The BBWAA obviously gets to see each ballot. They should police themselves rather than expose a voter to some kind of online mob treatment by the sabermetric community, or any other faction that might feel outraged by the vote results.
NathanAderhold
1/08
I'm still not convinced there's a problem with how the BBWAA is voting. Sure, the PED moralizing stuff sucks, but the writers have still elected 10 players in the last five years. That's tied for the most in any five-year span going back to the mid 1950s. Why not focus on changing the Veterans Commitee, who have elected just four MLB players in the last 15 years?

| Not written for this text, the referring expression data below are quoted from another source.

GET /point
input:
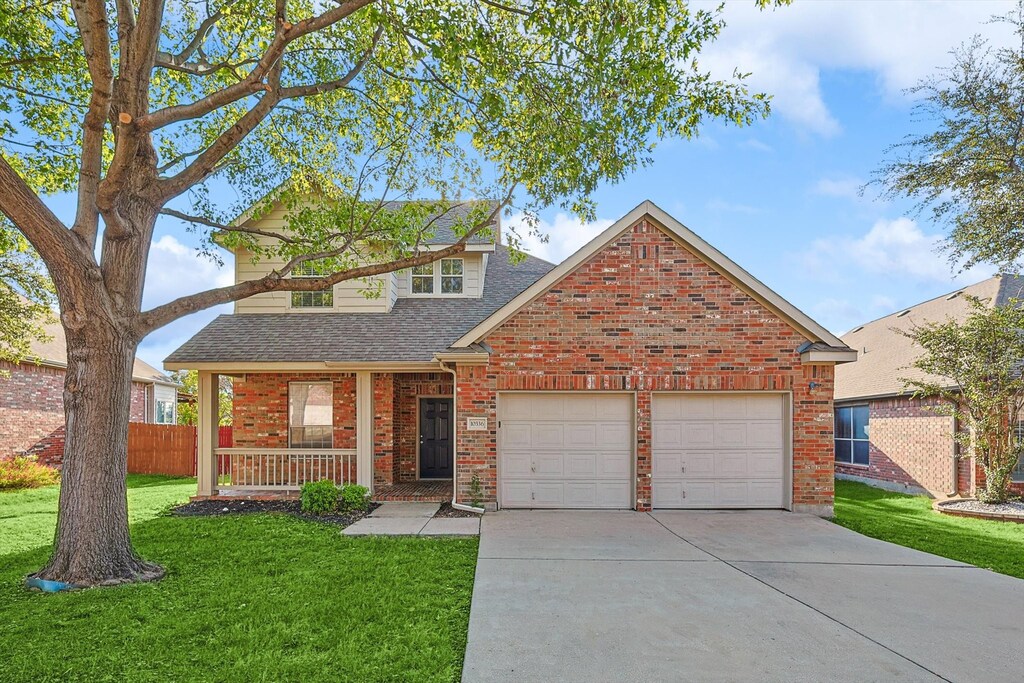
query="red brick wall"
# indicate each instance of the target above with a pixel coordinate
(408, 388)
(645, 314)
(910, 444)
(32, 418)
(260, 409)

I agree that accountability in any decision-making process is important, but the idea that private ballots need to be disclosed just because they don't adhere to a specific criterion you use to gauge HOF worthiness seems misguided. I too believe there are an abundance of credible candidates on the ballot, but that's not the only reasonable way to see it.

The only definitive conclusion I can see to be drawn from the numbers is that a majority of the private voters happen to be Small Hall people. Anything beyond that is conjecture.

"...If each had been required to publicly reveal his or her ballot, how many of them do you think would have voted for Pedro? If your answer to that question is greater than zero, then we have a problem."

No, if even one person feels pressured into changing their vote because it's going to be made public, THEN we have a problem. The last thing you want to do in an election is create a kind of chilling effect.